Surgical Considerations
- Surgery is last-resort (≤5% of cases):
- Diverting ileostomy: For intractable symptoms unresponsive to maximal medical therapy; often reversible.
- Total colectomy: Rare (<20 reported cases); consider only after multidisciplinary review.
Follow-Up & Monitoring
- Clinical remission criteria (UEG/EMCG consensus):
- Mean stools/day <3 AND mean watery stools/day <1 over 7 days (validated diary-based scoring).
- No routine follow-up biopsies: Histologic healing lags behind clinical response; not predictive of relapse.
- Annual screening for celiac disease if seronegative at diagnosis: Repeat TTG-IgA if symptoms recur or new GI manifestations emerge.
Key Prognostic Considerations
- Spontaneous remission occurs in ~25% within 1–3 years, but relapse is common after discontinuation.
- Long-term complications are rare (no increased CRC risk), but quality of life remains impaired due to chronic diarrhea/incontinence.
Summary for Clinical Practice
“Think MC in older adults with chronic non-bloody watery diarrhea and normal colonoscopy. Confirm with ≥8 biopsies, exclude mimics (especially celiac disease and BAM), and start budesonide 9 mg/day for induction. For maintenance, use lowest effective budesonide dose or consider immunomodulators in refractory cases. Avoid NSAIDs/PPIs/SSRIs when possible.”
References
- Vind et al., Am J Gastroenterol. 2023;118(2):252–264.

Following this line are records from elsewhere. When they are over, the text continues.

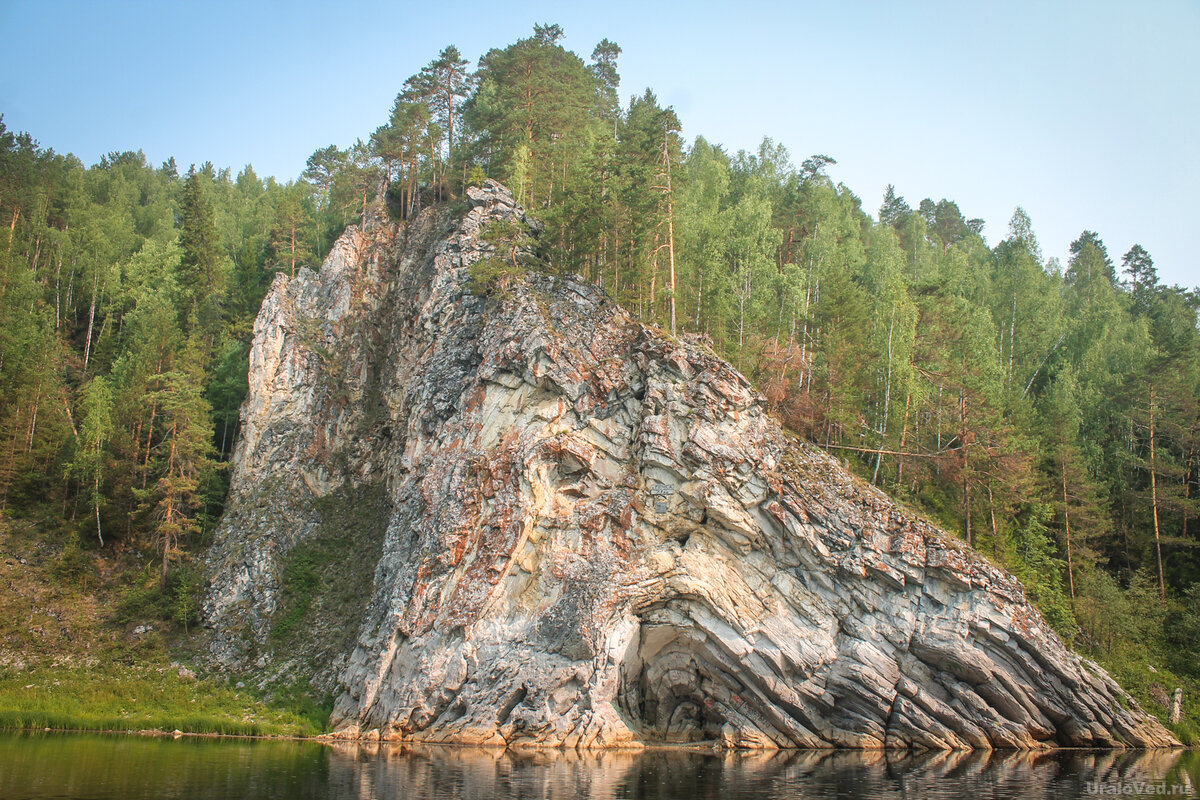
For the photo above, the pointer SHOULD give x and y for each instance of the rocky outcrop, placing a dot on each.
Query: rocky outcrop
(587, 533)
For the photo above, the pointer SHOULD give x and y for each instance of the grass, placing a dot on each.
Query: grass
(118, 697)
(72, 657)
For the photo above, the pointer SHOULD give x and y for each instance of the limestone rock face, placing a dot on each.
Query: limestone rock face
(587, 533)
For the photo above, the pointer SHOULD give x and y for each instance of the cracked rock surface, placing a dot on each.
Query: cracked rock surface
(592, 534)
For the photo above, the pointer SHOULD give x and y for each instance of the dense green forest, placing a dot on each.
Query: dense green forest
(1048, 413)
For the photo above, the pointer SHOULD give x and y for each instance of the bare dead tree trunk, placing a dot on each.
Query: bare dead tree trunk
(1153, 499)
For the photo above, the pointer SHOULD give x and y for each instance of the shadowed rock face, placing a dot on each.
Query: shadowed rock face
(594, 535)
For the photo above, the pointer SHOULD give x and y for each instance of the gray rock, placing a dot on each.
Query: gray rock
(592, 534)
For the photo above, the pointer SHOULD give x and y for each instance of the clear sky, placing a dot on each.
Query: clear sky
(1084, 113)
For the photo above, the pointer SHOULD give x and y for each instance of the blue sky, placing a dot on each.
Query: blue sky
(1084, 113)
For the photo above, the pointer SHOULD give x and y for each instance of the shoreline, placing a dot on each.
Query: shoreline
(705, 747)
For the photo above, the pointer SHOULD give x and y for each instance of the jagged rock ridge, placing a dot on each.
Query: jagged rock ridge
(587, 533)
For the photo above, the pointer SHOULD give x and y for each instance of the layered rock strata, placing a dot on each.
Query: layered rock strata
(588, 533)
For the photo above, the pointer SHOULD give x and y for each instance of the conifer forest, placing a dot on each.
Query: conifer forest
(1047, 413)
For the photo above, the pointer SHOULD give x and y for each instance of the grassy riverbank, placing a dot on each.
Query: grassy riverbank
(117, 697)
(89, 642)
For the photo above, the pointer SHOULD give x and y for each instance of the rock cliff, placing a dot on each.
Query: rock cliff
(526, 518)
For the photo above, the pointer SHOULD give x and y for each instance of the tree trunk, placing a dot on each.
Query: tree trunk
(91, 319)
(1153, 499)
(666, 156)
(1066, 517)
(966, 464)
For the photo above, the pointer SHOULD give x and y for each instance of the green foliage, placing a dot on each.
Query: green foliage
(147, 697)
(1049, 413)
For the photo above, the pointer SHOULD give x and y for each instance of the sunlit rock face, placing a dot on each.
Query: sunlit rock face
(575, 530)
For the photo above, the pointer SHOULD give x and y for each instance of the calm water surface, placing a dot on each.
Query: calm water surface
(135, 768)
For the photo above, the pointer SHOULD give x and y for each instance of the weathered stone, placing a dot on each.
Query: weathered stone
(594, 534)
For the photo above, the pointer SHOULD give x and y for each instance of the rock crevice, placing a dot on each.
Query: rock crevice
(593, 534)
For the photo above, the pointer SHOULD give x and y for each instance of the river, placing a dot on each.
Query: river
(135, 768)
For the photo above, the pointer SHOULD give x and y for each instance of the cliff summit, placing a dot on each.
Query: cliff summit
(526, 518)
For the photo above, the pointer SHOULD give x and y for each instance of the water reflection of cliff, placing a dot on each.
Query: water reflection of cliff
(420, 771)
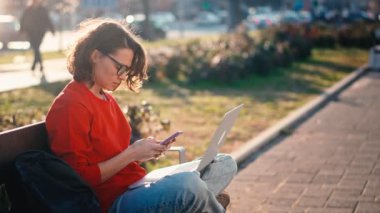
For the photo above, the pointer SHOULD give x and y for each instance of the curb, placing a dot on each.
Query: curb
(296, 116)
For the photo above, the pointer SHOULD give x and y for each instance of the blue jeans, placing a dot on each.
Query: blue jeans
(182, 192)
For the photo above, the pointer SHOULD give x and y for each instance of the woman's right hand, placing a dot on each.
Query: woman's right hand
(146, 149)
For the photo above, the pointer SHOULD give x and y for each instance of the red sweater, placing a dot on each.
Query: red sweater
(84, 131)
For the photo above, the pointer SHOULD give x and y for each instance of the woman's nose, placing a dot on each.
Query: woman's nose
(123, 76)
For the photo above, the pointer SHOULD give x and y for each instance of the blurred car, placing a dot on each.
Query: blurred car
(136, 22)
(163, 19)
(10, 37)
(263, 20)
(207, 18)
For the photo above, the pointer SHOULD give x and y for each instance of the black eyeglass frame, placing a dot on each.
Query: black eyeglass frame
(121, 68)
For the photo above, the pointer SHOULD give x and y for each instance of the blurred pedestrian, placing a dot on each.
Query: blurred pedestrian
(35, 21)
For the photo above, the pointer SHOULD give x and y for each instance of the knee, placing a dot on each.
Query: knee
(191, 186)
(191, 182)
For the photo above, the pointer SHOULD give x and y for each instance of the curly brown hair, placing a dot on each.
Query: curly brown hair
(108, 36)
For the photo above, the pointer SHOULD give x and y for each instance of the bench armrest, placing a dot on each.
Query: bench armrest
(181, 153)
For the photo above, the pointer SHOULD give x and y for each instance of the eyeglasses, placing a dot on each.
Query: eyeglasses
(121, 68)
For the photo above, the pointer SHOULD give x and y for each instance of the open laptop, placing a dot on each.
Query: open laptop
(196, 165)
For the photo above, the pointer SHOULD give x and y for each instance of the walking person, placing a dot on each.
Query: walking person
(35, 22)
(88, 130)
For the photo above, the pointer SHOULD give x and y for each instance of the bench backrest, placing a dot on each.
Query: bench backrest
(16, 141)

- Roshan et al., UEG White Book on Microscopic Colitis, 2021.
- Ung et al., Clin Gastroenterol Hepatol. 2024;22(1):78–91.e5.

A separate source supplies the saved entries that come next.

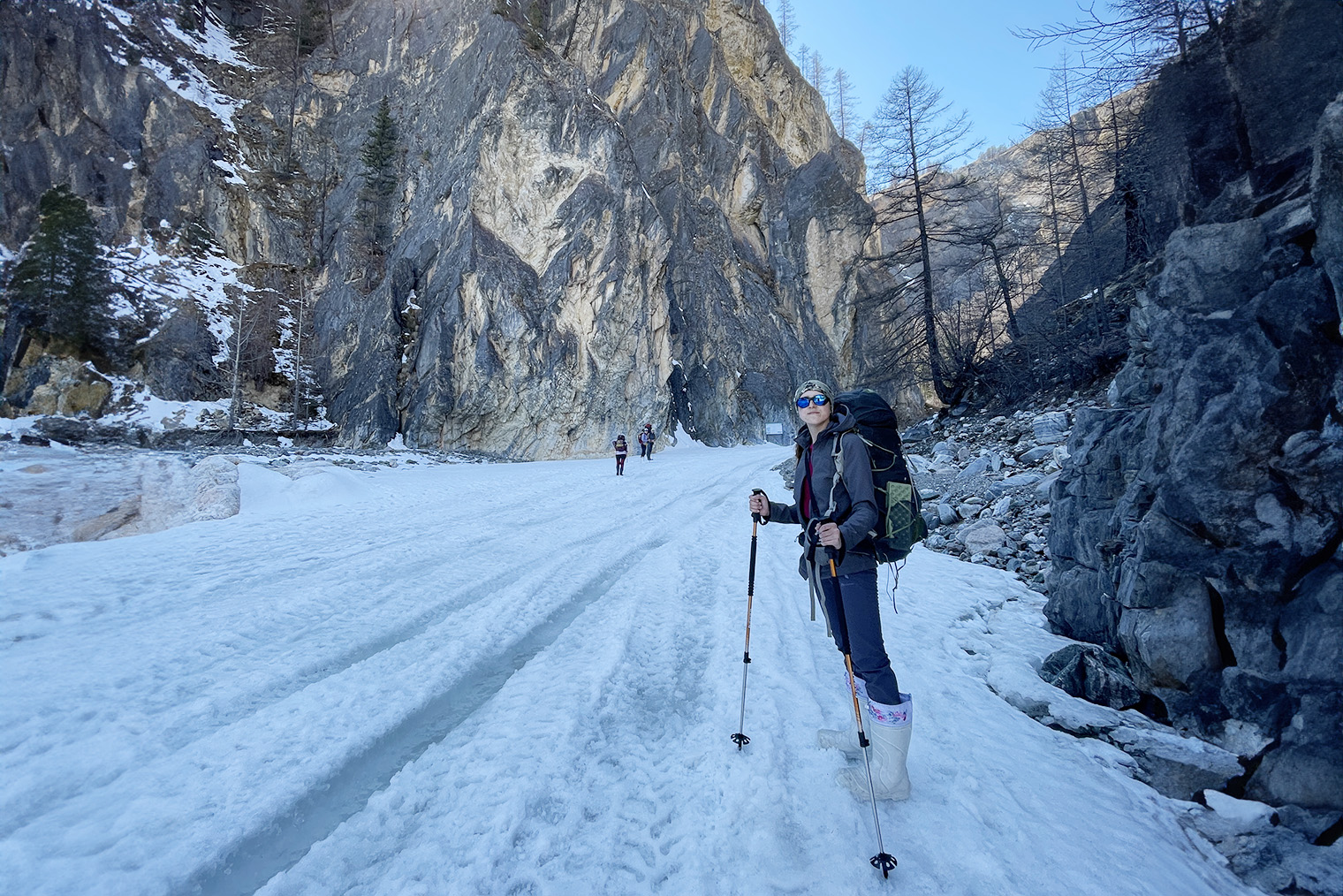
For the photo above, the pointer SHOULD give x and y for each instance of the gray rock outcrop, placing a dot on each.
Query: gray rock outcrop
(1197, 524)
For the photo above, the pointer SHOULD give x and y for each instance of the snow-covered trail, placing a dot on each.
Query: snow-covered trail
(523, 679)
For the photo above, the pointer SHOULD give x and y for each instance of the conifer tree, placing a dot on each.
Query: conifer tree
(379, 155)
(64, 283)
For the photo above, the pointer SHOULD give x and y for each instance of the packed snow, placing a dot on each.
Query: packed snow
(524, 679)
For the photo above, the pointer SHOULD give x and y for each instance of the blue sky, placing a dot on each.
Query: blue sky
(963, 46)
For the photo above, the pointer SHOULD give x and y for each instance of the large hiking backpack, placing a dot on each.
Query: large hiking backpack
(900, 523)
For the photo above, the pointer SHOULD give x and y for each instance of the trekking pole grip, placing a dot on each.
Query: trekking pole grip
(756, 518)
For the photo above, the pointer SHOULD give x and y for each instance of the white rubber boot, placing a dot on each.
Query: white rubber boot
(890, 735)
(846, 741)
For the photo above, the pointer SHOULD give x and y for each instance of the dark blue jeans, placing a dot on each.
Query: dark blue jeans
(862, 619)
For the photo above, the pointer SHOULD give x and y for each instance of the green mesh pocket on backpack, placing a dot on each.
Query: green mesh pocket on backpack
(904, 523)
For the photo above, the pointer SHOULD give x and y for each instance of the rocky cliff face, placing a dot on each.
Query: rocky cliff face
(1197, 526)
(606, 212)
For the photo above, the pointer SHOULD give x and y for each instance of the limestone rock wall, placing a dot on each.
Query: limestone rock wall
(646, 219)
(638, 214)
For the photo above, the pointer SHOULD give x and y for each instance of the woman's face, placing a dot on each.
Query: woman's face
(814, 414)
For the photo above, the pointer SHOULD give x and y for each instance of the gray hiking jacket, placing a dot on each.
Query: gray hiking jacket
(854, 503)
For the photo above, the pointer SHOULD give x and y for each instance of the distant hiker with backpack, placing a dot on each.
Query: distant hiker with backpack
(838, 509)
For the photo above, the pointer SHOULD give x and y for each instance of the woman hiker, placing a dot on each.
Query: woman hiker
(838, 511)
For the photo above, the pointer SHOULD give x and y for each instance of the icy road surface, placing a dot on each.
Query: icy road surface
(524, 679)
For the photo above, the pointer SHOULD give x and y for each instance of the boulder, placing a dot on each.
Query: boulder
(1037, 454)
(1175, 766)
(1085, 671)
(1051, 428)
(983, 536)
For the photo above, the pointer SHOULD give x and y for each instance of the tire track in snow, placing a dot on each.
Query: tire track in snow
(277, 847)
(214, 712)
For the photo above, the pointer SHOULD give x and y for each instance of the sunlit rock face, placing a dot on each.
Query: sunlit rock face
(622, 212)
(642, 214)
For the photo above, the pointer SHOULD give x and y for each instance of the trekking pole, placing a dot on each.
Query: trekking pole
(740, 739)
(883, 862)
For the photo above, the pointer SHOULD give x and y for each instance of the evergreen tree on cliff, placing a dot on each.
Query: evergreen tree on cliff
(376, 199)
(62, 285)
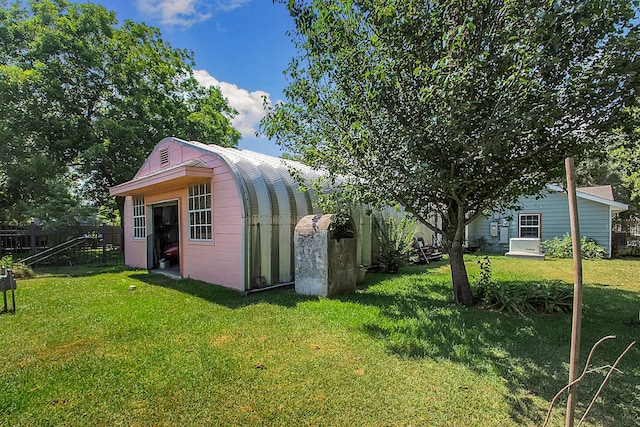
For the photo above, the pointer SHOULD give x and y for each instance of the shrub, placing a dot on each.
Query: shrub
(563, 248)
(20, 270)
(396, 240)
(520, 298)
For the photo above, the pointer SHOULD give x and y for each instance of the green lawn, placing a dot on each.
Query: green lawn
(83, 349)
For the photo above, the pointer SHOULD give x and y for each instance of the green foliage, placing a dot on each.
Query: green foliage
(453, 107)
(563, 248)
(84, 99)
(396, 240)
(522, 298)
(20, 270)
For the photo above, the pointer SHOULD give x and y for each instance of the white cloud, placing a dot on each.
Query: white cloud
(249, 104)
(185, 13)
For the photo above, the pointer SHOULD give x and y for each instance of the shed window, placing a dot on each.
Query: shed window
(139, 219)
(529, 225)
(200, 212)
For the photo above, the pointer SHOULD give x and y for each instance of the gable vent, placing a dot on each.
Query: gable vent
(164, 157)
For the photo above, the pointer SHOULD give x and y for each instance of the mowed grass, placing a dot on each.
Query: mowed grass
(83, 349)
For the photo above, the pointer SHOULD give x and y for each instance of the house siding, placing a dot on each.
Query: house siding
(594, 221)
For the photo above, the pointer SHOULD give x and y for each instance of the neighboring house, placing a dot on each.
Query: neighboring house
(230, 213)
(548, 217)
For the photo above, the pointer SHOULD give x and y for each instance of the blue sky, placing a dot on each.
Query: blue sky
(240, 46)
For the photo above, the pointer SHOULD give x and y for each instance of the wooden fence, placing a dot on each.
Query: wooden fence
(98, 244)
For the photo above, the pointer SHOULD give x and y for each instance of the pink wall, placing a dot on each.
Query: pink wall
(219, 261)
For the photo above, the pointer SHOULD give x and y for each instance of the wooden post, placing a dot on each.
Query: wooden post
(104, 243)
(576, 324)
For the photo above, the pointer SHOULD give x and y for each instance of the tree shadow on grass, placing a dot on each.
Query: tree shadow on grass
(285, 296)
(530, 353)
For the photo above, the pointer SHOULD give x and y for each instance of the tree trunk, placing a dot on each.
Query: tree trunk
(461, 290)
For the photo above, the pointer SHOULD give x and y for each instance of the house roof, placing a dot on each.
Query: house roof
(602, 194)
(603, 191)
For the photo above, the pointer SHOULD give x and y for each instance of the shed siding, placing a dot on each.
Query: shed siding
(218, 261)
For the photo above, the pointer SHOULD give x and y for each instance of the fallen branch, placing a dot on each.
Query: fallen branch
(585, 372)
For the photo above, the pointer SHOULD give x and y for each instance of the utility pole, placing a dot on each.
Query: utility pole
(576, 324)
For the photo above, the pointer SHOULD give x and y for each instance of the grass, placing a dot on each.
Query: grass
(83, 349)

- Kaser et al., Lancet Gastroenterol Hepatol. 2022;7:648–663.
- Leontiadis et al., World J Gastroenterol. 2020;26(41):6031–6049.
Note: All recommendations align with the most recent international guidelines and reflect current real-world evidence from multicenter registries (e.g., ECCO-EPIDEMIC, Microscopic Colitis Registry).